Denis Trudel, député du Bloc québécois

Yves-François Blanchet et ses troupes chiffrent à environ 3 milliards les besoins en logement social au Québec. Et selon Denis Trudel, ce financement va bien au-delà de la construction d’appartements. « Ça prend aussi du soutien psychologique. Appeler Vidéotron, faire l’épicerie, créer un budget, ça peut avoir l’air niaiseux, mais quand tu ne l’as jamais fait et qu’on ne t’aide pas, tu retournes dans la rue », illustre-t-il.

Une nouvelle ressource dans l’Est

Le campement de la rue Notre-Dame devrait être démantelé d’ici la fin d’août. Montréal entend créer une nouvelle « ressource locale » qui devrait prendre la forme d’un refuge temporaire de 65 lits dans le secteur. Une annonce devrait avoir lieu la semaine prochaine. « On rencontre chaque personne pour voir comment les reloger, mais on sait aussi que les besoins sont grands. Il y aura éventuellement une nouvelle ressource dans l’Est », confirme l’attachée de presse au cabinet de la mairesse, Laurence Houde-Roy.

Aux abords de la rue Notre-Dame Est, les quelque dizaines de campeurs refusent pour l’instant de partir, disant apprécier la liberté que leur apporte ce campement, en comparaison d’un refuge. La Ville demande que les sommes déjà annoncées pour l’itinérance « atterrissent dans les organismes rapidement », pour que ceux-ci accompagnent les gens dans le besoin.

Le cabinet de la ministre de l’Habitation, Andrée Laforest, lui, assure qu’une entente avec Ottawa arrivera bientôt. « On veut signer cette entente le plus rapidement possible, mais pas à n’importe quel prix. Ça veut dire pouvoir passer à travers nos programmes déjà existants, utiliser l’argent sans trop de conditions dans nos projets », explique l’attachée de presse Bénédicte Trottier-Lavoie.

Celle-ci ajoute que la Société d’habitation du Québec et la Société canadienne d’hypothèques et de logement ont des échanges « réguliers » pour tenter de dénouer l’impasse. « Nous sommes très conscients des besoins criants. Tout va dépendre de ce qu’Ottawa nous propose », note la relationniste.

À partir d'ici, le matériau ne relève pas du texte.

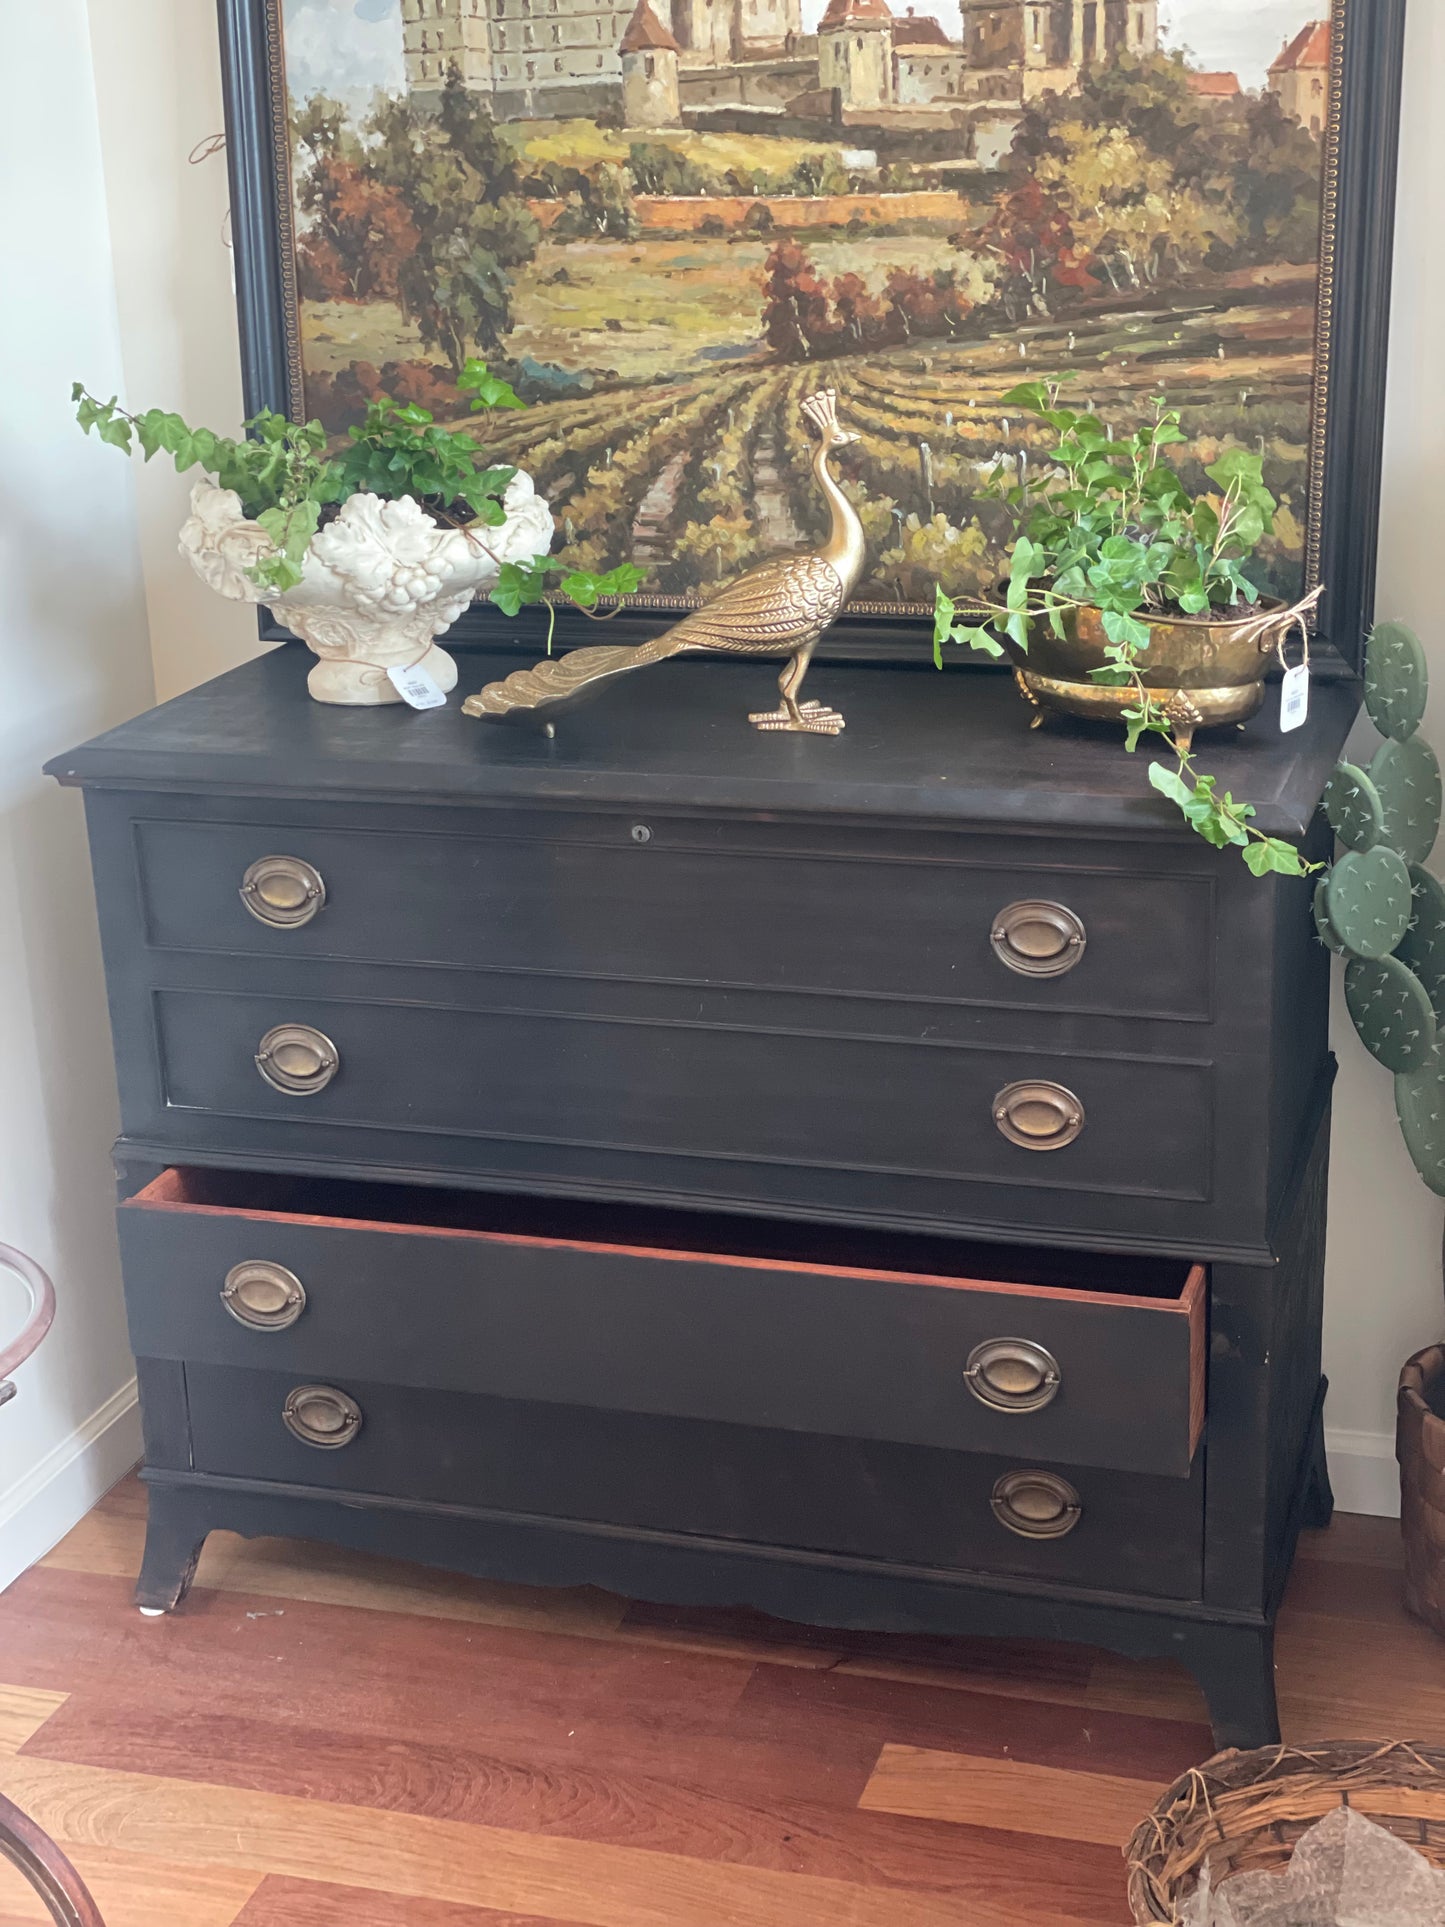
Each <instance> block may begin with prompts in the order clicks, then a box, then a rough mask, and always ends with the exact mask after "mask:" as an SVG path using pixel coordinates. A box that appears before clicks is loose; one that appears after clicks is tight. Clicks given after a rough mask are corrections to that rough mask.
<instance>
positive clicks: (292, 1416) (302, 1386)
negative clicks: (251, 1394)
mask: <svg viewBox="0 0 1445 1927" xmlns="http://www.w3.org/2000/svg"><path fill="white" fill-rule="evenodd" d="M281 1422H283V1424H285V1428H287V1432H289V1434H291V1436H293V1438H297V1439H301V1443H302V1445H316V1449H318V1451H337V1449H339V1447H341V1445H351V1441H353V1439H355V1438H356V1434H358V1432H360V1428H362V1412H360V1405H356V1401H355V1399H349V1397H347V1393H345V1391H337V1389H335V1386H297V1389H295V1391H293V1393H291V1395H289V1397H287V1401H285V1405H283V1407H281Z"/></svg>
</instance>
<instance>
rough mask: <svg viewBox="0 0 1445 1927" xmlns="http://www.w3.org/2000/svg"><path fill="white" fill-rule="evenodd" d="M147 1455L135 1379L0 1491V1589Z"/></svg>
mask: <svg viewBox="0 0 1445 1927" xmlns="http://www.w3.org/2000/svg"><path fill="white" fill-rule="evenodd" d="M139 1457H141V1407H139V1405H137V1395H135V1380H129V1384H125V1386H121V1387H119V1391H116V1393H112V1397H108V1399H106V1403H104V1405H102V1407H100V1409H98V1411H94V1412H91V1416H89V1418H87V1420H85V1424H79V1426H77V1428H75V1430H73V1432H71V1434H69V1438H64V1439H62V1441H60V1443H58V1445H54V1447H52V1449H50V1451H48V1453H46V1455H44V1459H40V1461H39V1463H37V1465H33V1466H31V1468H29V1472H25V1474H21V1478H17V1480H15V1484H13V1486H10V1488H6V1490H4V1491H0V1592H4V1590H6V1586H8V1584H10V1582H12V1580H15V1578H19V1574H21V1572H25V1571H27V1567H33V1565H35V1561H37V1559H44V1555H46V1553H48V1551H50V1547H52V1545H58V1544H60V1540H64V1538H66V1534H67V1532H69V1528H71V1526H73V1524H75V1522H77V1520H81V1518H83V1517H85V1515H87V1513H89V1511H91V1507H92V1505H94V1503H96V1499H102V1497H104V1495H106V1493H108V1491H110V1488H112V1486H114V1484H116V1480H118V1478H125V1474H127V1472H129V1470H131V1466H133V1465H135V1463H137V1459H139Z"/></svg>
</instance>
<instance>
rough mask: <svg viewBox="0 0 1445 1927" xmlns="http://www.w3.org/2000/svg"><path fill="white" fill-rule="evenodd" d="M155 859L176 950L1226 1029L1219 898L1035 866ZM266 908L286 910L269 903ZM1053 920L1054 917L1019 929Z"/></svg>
mask: <svg viewBox="0 0 1445 1927" xmlns="http://www.w3.org/2000/svg"><path fill="white" fill-rule="evenodd" d="M634 831H638V834H642V832H644V831H645V840H634ZM690 836H694V840H692V842H690V840H688V838H690ZM135 838H137V858H139V875H141V892H143V908H145V929H146V938H148V942H150V944H152V946H158V948H173V950H212V952H231V954H241V956H276V958H347V960H355V962H368V964H439V965H464V967H468V969H495V971H547V973H561V975H584V977H622V979H630V981H657V983H663V981H667V983H699V985H713V987H721V985H734V987H753V989H767V990H796V992H827V994H834V996H838V994H842V996H848V994H857V996H886V998H894V1000H911V998H915V1000H927V1002H948V1004H954V1002H965V1004H967V1002H983V1004H1006V1006H1021V1008H1038V1010H1058V1012H1100V1014H1114V1016H1127V1017H1185V1019H1206V1017H1208V1016H1210V1002H1212V985H1210V958H1212V938H1210V927H1212V915H1214V904H1212V886H1210V883H1208V881H1206V879H1200V877H1150V875H1139V873H1137V871H1131V873H1121V871H1112V869H1108V867H1098V869H1089V867H1083V869H1067V867H1042V865H1040V867H1033V865H1029V863H1027V861H1021V852H1017V854H1010V859H1008V861H996V863H988V861H986V859H985V861H979V858H977V856H969V854H967V850H969V846H967V842H965V840H961V838H959V840H956V842H952V844H950V852H952V854H950V856H940V854H936V852H934V854H933V856H927V858H923V856H921V858H917V859H911V861H909V859H898V858H879V856H863V854H854V856H850V854H842V852H836V854H832V852H830V854H823V852H807V850H788V848H782V846H775V844H769V842H759V844H757V846H755V848H746V850H744V848H740V850H726V848H717V846H709V844H707V842H697V840H696V832H692V831H690V829H688V827H682V825H669V823H667V821H663V823H657V825H632V823H630V821H626V819H620V817H618V819H607V817H597V819H595V821H593V823H591V825H590V827H588V832H586V834H582V832H578V836H576V840H566V838H553V840H549V838H543V836H538V834H534V836H522V834H516V836H507V834H495V836H435V834H420V836H418V834H385V832H362V831H333V829H308V827H281V825H277V827H250V825H233V823H168V821H139V823H137V825H135ZM276 856H283V858H291V859H293V863H295V865H301V867H302V871H304V875H312V877H314V879H320V886H322V894H320V902H318V898H316V894H312V898H310V900H308V902H299V900H295V892H293V886H291V884H289V883H287V879H285V877H283V879H281V881H279V884H277V900H276V911H274V915H277V917H279V923H268V921H262V919H260V917H258V915H254V913H252V911H249V910H247V906H245V902H243V894H241V886H243V881H245V879H247V875H249V873H254V865H258V863H262V861H264V859H266V858H276ZM252 883H254V877H252ZM262 888H266V884H264V881H262ZM312 890H314V884H312ZM250 900H252V904H254V906H256V908H260V910H264V908H266V906H264V904H262V902H260V900H258V898H256V894H254V886H252V896H250ZM1035 902H1037V904H1042V906H1044V911H1042V917H1040V915H1029V913H1025V911H1023V910H1019V906H1027V904H1035ZM316 906H318V908H316ZM1010 906H1013V908H1015V915H1013V917H1010V915H1006V911H1010ZM1048 906H1054V908H1052V910H1050V908H1048ZM1060 915H1062V917H1064V919H1065V921H1060ZM297 917H302V919H304V921H297ZM1050 917H1052V919H1054V921H1052V925H1050ZM1069 919H1071V921H1069ZM1054 946H1058V950H1054ZM1010 960H1011V962H1010ZM1040 971H1042V973H1040Z"/></svg>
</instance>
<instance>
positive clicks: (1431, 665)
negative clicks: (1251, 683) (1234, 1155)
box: [1326, 0, 1445, 1511]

Des logements sociaux « barricadés »

Au Front d’action populaire en réaménagement urbain (FRAPRU), la porte-parole Véronique Laflamme dénonce l’hypocrisie des autorités. Selon les données de l’organisme, pas moins de 12 immeubles HLM – totalisant 300 logements – sont toujours vacants à Montréal, faute de financement nécessaire des gouvernements pour les réparer.

Alors que des dizaines de personnes campent, dont plusieurs sont récemment devenues sans domicile fixe à cause de la crise du logement, il reste plusieurs logements sociaux barricadés à Montréal. C’est inacceptable.

Véronique Laflamme, porte-parole du FRAPRU

« Cette liste ne fera qu’augmenter si rien n’est fait rapidement. Montréal ne peut pas se permettre de perdre des logements sociaux », ajoute Mme Laflamme.

Dans son plus récent budget annuel, l’Office municipal d’habitation chiffrait à 1,2 milliard de dollars, sur cinq ans, les besoins en rénovation des HLM à Montréal.